The Princess von und zu Liechtenstein
Historical Context
This 1793 portrait of the Princess von und zu Liechtenstein was painted during Vigée Le Brun’s Viennese exile, where she found enthusiastic reception among the Habsburg aristocracy. Vienna’s conservative court society welcomed the French émigré artist, and her portraits from this period document the Austrian nobility at a moment of political uncertainty. Vigée Le Brun was the most technically accomplished and socially successful woman painter of the eighteenth century, achieving membership of the Académie Royale de Peinture et de Sculpture in 1783 and a clientele that extended from the French royal family to the courts of Russia, Austria, and Italy during her decade of exile following the Revolution. Her portrait manner combined the neoclassical formal values of her training with a quality of feminine intimacy and emotional warmth that made her portraits of women and children especially celebrated. Her ability to make her sitters appear simultaneously dignified and approachable was the technical foundation of her social success.
Technical Analysis
The portrait demonstrates Vigée Le Brun’s ability to adapt her style to different courts while maintaining her distinctive luminous technique. The careful rendering of aristocratic costume and jewels emphasizes the sitter’s rank.
Look Closer
- ◆The Princess's fur-trimmed mantle is a cool silver-grey — Vigée Le Brun adopted the Habsburg taste for austere luxury in her Viennese portraits.

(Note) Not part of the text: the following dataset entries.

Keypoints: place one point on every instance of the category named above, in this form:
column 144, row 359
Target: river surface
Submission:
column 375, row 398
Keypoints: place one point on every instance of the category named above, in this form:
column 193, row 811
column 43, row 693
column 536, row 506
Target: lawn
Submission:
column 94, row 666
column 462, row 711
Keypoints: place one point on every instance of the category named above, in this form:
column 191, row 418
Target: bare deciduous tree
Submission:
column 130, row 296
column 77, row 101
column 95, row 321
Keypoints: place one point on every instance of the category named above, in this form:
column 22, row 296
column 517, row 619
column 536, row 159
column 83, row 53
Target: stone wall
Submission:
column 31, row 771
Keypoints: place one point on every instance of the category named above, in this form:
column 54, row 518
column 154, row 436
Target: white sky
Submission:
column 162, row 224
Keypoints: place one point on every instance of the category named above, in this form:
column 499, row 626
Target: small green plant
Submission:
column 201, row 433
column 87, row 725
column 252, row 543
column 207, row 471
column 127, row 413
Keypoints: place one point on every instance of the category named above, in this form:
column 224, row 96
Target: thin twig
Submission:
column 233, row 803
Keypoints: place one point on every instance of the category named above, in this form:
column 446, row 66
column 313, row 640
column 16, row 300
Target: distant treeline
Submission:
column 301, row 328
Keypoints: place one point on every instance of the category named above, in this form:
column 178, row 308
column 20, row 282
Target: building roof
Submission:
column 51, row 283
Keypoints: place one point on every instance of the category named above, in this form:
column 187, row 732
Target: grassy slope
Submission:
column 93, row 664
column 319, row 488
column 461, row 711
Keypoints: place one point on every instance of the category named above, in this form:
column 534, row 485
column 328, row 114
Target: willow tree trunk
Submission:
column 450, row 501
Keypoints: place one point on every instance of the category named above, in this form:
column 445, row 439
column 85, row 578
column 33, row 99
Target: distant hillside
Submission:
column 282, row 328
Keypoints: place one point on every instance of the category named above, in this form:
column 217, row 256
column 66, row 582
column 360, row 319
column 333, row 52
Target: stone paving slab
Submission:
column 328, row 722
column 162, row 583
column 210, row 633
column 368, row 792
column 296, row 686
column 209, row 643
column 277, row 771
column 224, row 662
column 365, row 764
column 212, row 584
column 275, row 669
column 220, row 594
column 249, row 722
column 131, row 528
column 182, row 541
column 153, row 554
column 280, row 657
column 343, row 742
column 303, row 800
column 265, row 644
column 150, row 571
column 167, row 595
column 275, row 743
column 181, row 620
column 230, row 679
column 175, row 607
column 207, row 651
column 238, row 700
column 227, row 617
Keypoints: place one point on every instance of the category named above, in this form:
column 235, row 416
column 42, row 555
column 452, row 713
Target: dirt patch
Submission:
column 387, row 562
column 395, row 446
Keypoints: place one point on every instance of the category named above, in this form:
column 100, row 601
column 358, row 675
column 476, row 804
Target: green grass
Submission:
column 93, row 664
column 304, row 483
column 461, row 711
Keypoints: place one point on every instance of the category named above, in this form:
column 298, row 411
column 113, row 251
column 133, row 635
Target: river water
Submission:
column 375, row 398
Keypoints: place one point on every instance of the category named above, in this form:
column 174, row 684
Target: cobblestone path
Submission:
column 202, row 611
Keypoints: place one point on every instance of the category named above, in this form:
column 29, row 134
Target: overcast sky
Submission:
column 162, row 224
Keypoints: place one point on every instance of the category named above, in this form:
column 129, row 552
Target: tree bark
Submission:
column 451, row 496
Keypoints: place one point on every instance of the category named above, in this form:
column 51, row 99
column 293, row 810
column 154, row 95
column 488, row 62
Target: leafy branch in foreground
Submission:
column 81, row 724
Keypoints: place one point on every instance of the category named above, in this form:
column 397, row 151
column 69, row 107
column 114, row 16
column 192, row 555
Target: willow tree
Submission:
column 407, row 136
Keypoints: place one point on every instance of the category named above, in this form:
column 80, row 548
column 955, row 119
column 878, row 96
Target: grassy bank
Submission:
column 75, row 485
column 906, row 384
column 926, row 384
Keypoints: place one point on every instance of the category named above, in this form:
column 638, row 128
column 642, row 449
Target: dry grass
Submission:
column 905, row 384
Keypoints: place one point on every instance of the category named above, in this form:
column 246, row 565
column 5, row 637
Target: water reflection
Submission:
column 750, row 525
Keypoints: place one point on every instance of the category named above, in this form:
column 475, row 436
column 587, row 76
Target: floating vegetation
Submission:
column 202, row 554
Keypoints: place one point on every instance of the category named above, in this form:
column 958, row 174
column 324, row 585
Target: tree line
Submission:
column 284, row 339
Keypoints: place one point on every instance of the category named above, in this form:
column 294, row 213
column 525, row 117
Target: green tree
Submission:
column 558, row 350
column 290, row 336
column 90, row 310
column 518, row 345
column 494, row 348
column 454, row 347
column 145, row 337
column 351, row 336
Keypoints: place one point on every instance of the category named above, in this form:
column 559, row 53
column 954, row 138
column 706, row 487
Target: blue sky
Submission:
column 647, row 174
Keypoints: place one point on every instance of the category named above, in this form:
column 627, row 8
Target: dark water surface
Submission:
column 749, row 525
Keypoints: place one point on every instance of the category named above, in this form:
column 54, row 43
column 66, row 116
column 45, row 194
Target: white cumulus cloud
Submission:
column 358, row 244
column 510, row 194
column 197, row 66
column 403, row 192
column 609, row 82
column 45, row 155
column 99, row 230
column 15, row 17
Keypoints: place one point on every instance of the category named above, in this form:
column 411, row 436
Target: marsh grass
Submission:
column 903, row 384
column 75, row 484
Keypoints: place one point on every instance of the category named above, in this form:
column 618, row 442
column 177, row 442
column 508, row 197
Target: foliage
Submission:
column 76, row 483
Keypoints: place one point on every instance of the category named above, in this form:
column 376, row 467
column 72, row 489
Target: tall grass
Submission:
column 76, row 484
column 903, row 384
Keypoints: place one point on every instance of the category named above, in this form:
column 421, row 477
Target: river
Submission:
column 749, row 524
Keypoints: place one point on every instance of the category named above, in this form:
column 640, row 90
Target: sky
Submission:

- ◆Her elaborate hair arrangement is documented in careful curling strokes that record the fashion of a specific court at a specific moment.
- ◆The background architecture — a dark column against a warmer ground — is handled with more classical restraint than the rococo settings of the Versailles period.
- ◆A pearl necklace is the only jewellery — its modest string suggesting an aristocracy that wears simplicity as its own extravagance.
- ◆The Princess's expression is proud and contained — the Habsburg dignity that Vigée Le Brun captured across multiple portraits of this family.